Breaking down the problem:
- Emma has 5 math books. There are 5! (5 factorial) ways to arrange them among themselves.
- Emma has 3 English books. There are 3! ways to arrange them among themselves.
- Emma has 4 science books. There are 4! ways to arrange them among themselves.
Since Emma wants to keep the subject areas together, we need to find the number of ways Emma can arrange the three groups (math books, English books, and science books) among themselves.
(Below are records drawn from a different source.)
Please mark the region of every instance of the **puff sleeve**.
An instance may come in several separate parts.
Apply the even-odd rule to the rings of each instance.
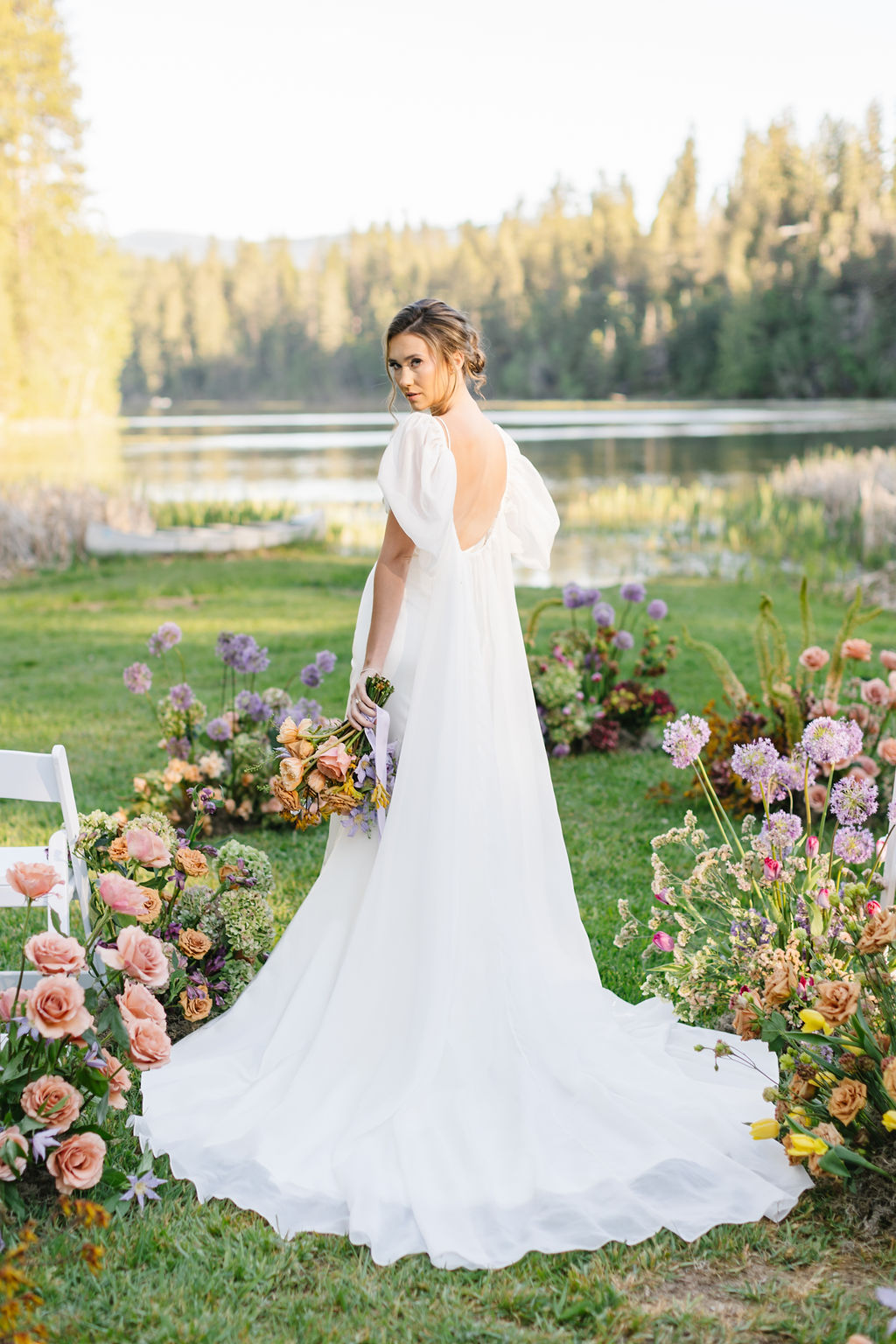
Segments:
[[[560,516],[547,485],[513,441],[508,456],[505,519],[510,554],[520,564],[547,570]]]
[[[394,430],[376,480],[414,544],[438,555],[451,526],[457,484],[442,426],[423,411],[411,411]]]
This can be done in 3! ways.
The correct way to calculate the total number of arrangements is by multiplying these values together: 5! * 3! * 4! * 3! = 360.
So, your initial calculation of 12!/4!3!5! was incorrect because you didn't consider the permutations within each subject area.
2. To find the number of different sums possible using a nickel, penny, and quarter, you should consider the combinations of coins that can be taken together. In this case, you can use the concept of combinations.
Breaking down the problem:
- Gordon has 3 different coins: nickel, penny, and quarter.
- Assuming he uses at least 1 coin, you need to find the number of combinations of these coins.
There are three possibilities:
- Using only one coin: This can be done in 3 ways.
- Using two coins: This can be done by selecting 2 coins out of 3, which is represented as 3C2. Calculating this combination:
- 3C2 = 3! / (2! * (3-2)!) = 3.
- Using all three coins: This can be done in 1 way.
To find the total number of different sums possible, add up the possibilities for each case: 3 + 3 + 1 = 7.
Therefore, your calculation of 3P1 * 3P1 * 3P1 was incorrect. Instead, you should calculate the combinations as explained above, resulting in an answer of 7, not 12.